Eu diria que temos conseguido avanços que são importantes, mas ainda não são suficientes. Há avanços legislativos que nem sempre se traduzem em uma melhora de qualidade do serviço. Há países como Costa Rica e Guatemala, que têm uma legislação apropriada, mas os serviços de saúde não o são. Outros como o México, têm um serviço de saúde desigual: o Distrito Federal realiza aborto legalmente, mas algumas áreas mais distantes restringem muito isso, então as mulheres são obrigadas a viajar até a capital se quiserem realizar a interrupção. Agora, há um avanço significativo no caso do Chile, que antes era como a Nicarágua: nada permitia. O Chile está em processo de mudança de legislação, para permitir a interrupção em alguns casos. Já é um início. Mas continuamos a ter o Paraguai, por exemplo, onde recentemente uma menina de 11 anos que engravidou por estupro foi obrigada a seguir com a gestação, porque o Ministério de Saúde de lá decidiu que a vida da menina não corria perigo, embora já saibamos que não é verdade. E, em geral, os serviços de saúde são profundamente deficientes e fragmentados. Muitos médicos alegam que sua religião não permite que eles interrompam a gravidez de uma mulher que está correndo risco de vida ou que chega ao hospital em processo de aborto induzido.
Para você, o Brasil está correndo o risco de retroceder?

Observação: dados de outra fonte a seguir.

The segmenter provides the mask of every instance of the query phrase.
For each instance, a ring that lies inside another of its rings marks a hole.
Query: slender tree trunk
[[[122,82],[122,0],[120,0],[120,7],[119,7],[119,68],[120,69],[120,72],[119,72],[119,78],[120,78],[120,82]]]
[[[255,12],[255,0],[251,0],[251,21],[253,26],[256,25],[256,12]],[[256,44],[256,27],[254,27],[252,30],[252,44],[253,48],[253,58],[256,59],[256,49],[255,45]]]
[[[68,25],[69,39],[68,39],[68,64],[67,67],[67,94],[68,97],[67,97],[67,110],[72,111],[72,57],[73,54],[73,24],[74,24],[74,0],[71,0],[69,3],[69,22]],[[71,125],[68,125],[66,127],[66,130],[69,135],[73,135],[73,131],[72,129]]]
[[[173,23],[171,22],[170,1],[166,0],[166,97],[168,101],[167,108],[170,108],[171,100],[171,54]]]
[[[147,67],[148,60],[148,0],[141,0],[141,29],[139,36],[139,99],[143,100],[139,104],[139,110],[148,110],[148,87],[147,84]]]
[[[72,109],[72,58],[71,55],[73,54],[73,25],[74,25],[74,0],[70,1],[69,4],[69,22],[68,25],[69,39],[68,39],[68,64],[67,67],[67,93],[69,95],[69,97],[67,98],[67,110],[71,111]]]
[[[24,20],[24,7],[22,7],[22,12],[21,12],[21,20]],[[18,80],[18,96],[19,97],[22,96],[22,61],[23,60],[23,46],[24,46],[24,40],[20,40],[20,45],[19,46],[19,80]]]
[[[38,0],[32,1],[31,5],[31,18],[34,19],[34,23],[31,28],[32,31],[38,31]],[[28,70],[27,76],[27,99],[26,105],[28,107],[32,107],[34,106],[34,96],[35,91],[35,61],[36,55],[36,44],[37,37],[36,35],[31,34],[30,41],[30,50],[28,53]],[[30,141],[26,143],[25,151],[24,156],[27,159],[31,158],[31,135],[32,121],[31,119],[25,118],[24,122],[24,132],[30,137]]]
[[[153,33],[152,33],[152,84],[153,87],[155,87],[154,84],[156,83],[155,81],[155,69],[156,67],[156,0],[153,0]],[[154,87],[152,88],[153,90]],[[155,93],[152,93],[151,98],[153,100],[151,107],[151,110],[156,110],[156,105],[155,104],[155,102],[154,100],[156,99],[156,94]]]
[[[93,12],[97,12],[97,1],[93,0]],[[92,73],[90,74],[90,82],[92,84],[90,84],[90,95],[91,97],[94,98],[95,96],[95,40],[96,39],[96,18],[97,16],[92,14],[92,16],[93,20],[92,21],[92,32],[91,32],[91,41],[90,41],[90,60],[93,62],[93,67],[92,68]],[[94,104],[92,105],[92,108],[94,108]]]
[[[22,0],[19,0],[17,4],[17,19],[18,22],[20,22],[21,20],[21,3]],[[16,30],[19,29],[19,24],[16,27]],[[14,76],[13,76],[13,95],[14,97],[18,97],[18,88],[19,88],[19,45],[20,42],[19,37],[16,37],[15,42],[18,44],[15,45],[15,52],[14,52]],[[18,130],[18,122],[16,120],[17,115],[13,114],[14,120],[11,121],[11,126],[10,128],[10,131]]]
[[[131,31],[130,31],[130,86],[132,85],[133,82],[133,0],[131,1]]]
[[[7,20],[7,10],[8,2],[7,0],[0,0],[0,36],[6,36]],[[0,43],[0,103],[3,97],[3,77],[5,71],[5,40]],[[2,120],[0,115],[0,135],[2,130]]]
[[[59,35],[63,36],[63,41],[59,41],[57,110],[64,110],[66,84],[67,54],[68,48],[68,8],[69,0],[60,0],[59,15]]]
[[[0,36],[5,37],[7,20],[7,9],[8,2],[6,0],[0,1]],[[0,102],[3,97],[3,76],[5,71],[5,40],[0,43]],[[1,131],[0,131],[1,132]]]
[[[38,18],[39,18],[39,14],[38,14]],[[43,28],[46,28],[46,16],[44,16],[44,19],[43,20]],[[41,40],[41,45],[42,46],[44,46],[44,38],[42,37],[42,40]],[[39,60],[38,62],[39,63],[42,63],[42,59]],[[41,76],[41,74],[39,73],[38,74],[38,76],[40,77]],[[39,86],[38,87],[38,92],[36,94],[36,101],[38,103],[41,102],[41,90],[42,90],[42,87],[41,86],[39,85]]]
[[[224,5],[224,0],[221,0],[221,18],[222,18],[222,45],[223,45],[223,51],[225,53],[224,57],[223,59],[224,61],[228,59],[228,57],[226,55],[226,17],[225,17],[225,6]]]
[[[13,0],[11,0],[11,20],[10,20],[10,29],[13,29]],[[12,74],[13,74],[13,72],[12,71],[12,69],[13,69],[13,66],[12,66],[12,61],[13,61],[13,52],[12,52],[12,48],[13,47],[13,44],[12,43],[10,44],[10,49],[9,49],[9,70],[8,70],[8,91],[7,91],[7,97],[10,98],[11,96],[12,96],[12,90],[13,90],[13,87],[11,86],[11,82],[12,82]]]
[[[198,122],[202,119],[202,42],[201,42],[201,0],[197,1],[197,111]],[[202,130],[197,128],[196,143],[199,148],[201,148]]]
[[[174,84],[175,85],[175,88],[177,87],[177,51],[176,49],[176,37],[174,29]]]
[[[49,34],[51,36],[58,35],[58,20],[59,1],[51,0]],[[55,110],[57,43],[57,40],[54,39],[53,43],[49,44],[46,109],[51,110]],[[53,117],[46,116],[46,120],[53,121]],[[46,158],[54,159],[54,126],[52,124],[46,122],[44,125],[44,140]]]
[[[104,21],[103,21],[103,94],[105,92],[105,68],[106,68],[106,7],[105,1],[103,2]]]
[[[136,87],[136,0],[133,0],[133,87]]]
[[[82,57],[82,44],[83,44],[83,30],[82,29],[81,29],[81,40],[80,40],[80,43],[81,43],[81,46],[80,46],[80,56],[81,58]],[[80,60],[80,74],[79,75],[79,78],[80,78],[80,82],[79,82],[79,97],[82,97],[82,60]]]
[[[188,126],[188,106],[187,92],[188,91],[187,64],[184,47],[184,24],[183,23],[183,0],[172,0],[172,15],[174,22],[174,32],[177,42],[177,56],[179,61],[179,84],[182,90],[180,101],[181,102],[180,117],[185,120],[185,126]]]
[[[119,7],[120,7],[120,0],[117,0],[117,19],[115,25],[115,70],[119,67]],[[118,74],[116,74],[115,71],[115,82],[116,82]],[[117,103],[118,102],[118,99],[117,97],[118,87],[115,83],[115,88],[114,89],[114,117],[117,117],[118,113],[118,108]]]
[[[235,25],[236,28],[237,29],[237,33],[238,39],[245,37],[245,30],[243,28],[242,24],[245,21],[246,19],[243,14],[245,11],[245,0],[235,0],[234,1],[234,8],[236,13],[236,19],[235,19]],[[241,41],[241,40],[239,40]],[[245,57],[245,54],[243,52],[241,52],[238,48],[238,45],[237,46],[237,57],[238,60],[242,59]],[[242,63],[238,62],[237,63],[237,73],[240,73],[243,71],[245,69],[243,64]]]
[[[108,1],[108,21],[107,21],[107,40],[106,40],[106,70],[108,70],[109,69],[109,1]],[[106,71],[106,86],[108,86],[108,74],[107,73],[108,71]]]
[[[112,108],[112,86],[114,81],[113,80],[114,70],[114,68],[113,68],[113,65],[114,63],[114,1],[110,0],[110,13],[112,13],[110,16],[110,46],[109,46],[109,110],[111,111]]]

No Brasil, setores muito conservadores interferem nas políticas públicas e nos poderes do Estado, e acredito que este é parte do problema. Algumas pessoas que têm poder estão no Legislativo, mas também têm influência no Executivo e têm como uma de suas prioridades a criminalização do aborto. O Brasil corre um perigo latente de retroceder, perder direitos já reconhecidos, o que seria lamentável. Isso apenas incrementaria o número de mortes maternas por aborto de risco e aborto clandestino. Eu creio que um problema geral é que os partidos políticos não reconhecem o impacto que a penalização do aborto tem na vida das mulheres e na dinâmica familiar. Muitos dizem querer reduzir a mortalidade materna, mas continuam criminalizando o aborto em alguns níveis. Assim, é impossível alcançar as metas de redução de morte materna. Por isso, nenhum país da América Latina conseguiu ainda alcançar as metas do Milênio sobre esse assunto. Está claro que a esse tipo de legisladores não importam a vida das mulheres pobres e não importam os riscos que elas correm em consequência de uma gravidez não desejada, por fatores distintos. O conservadorismo cresce frente ao enfraquecimento do Estado. É uma espécie de escape. Quando não há um Estado forte, que cuida de seus cidadãos, as pessoas buscam outros refúgios. Por isso, cresce a participação de fundamentalistas religiosos. Há uma proliferação do pensamento mágico, do pensamento subordinado, que só é possível quando o Estado não promove a educação, não promove valores laicos, não promove uma cultura de direitos. Esses fanáticos se proliferam mesmo dentro do Poder Legislativo, Executivo.